|HondaJet’s over-the-wing engine-mount configuration helps eliminate the need for a structure to mount the engines to the rear fuselage and, thus, maximizes the space in the fuselage.|
Honda is bringing the very light jet HondaJet to this year’s EAA AirVenture Oshkosh. After making only a brief appearance for its unveiling at Airventure 2005, the HondaJet will stick around for the entire event this year, and be featured in the new Honda Pavilion.
The HondaJet prototype reportedly gets 40% better fuel economy than comparable aircraft—a promising achievement, given that few solutions are available to lower the greenhouse-gas production inherent in commercial air travel. (Earlier post.)
Very Light Jets (VLJ) are jet aircraft weighing 10,000 pounds or less maximum takeoff weight and cleared for single pilot operations. VLJs can operate from shorter runways than commercial airliners and can utilize the 5,000+ satellite airports around the US. VLJ industry analysts predict there may be as many as 5,000-10,000 VLJs operating in North American airspace by 2015.
Honda began research into compact business jets in 1986, using engines provided by other manufacturers. The HF118 Turbofan Engine-equipped HondaJet experimental compact jet is the first Honda-developed aircraft to be outfitted with a Honda engine, now being refined in a joint venture with GE.
|The HF118 engine.|
GE Honda Aero Engines LLC is a 50/50 joint venture company formed in late 2004 to manufacture and market the HF118 family of commercial turbofan engines ranging in thrust from 1,000 to 3,500 pounds. The initial HF118 engine for the HondaJet will be rated in the 1,700-pound-thrust class.

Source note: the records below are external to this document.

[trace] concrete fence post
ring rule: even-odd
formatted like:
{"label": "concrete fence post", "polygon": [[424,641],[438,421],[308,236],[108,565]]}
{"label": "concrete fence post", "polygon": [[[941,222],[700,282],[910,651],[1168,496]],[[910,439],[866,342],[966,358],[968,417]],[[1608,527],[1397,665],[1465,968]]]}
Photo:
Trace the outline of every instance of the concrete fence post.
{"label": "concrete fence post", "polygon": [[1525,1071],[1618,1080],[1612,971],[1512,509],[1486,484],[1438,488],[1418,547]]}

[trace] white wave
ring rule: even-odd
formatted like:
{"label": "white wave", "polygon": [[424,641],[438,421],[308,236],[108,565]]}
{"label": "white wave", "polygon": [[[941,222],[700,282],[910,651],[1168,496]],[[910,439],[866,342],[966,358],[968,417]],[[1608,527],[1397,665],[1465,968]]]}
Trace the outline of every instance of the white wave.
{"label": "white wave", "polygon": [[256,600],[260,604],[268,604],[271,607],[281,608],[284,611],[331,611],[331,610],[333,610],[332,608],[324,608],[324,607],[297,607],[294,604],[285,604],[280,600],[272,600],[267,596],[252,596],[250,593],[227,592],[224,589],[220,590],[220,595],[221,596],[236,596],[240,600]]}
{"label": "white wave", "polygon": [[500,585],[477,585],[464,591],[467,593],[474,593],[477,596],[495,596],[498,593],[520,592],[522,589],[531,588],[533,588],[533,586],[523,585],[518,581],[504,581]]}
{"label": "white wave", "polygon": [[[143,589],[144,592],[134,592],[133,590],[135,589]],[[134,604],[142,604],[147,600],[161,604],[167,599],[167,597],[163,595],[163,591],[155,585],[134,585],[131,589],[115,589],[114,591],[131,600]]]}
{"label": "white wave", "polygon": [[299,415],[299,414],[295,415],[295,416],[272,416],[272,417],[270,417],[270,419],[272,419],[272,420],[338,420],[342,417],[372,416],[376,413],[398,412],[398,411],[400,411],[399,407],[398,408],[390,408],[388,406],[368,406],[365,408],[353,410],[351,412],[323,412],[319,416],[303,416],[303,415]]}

The company has enhanced the engine over the past year, resulting in:
An improvement in specific fuel consumption of approximately 4 percent and a weight reduction of approximately 8 percent;
Enhancements to Honda’ state-of-the-art high-pressure compressor (HPC) have increased airflow and improved efficiency. Improvements in the high-pressure turbine (HPT) include new blades using GE’s advanced, single-crystal material and that were designed using 3-dimensional aerodynamic (3-D aero) design technology.
The use of high-flow, wide-chord swept aerodynamic technology already service-proven on the GE90-115B, the world’s most powerful engine, and on the GEnx engine currently being developed.
GE Honda Aero Engines intends to sell the HF118 to other aircraft manufacturers as well as see it applied in the HondaJet.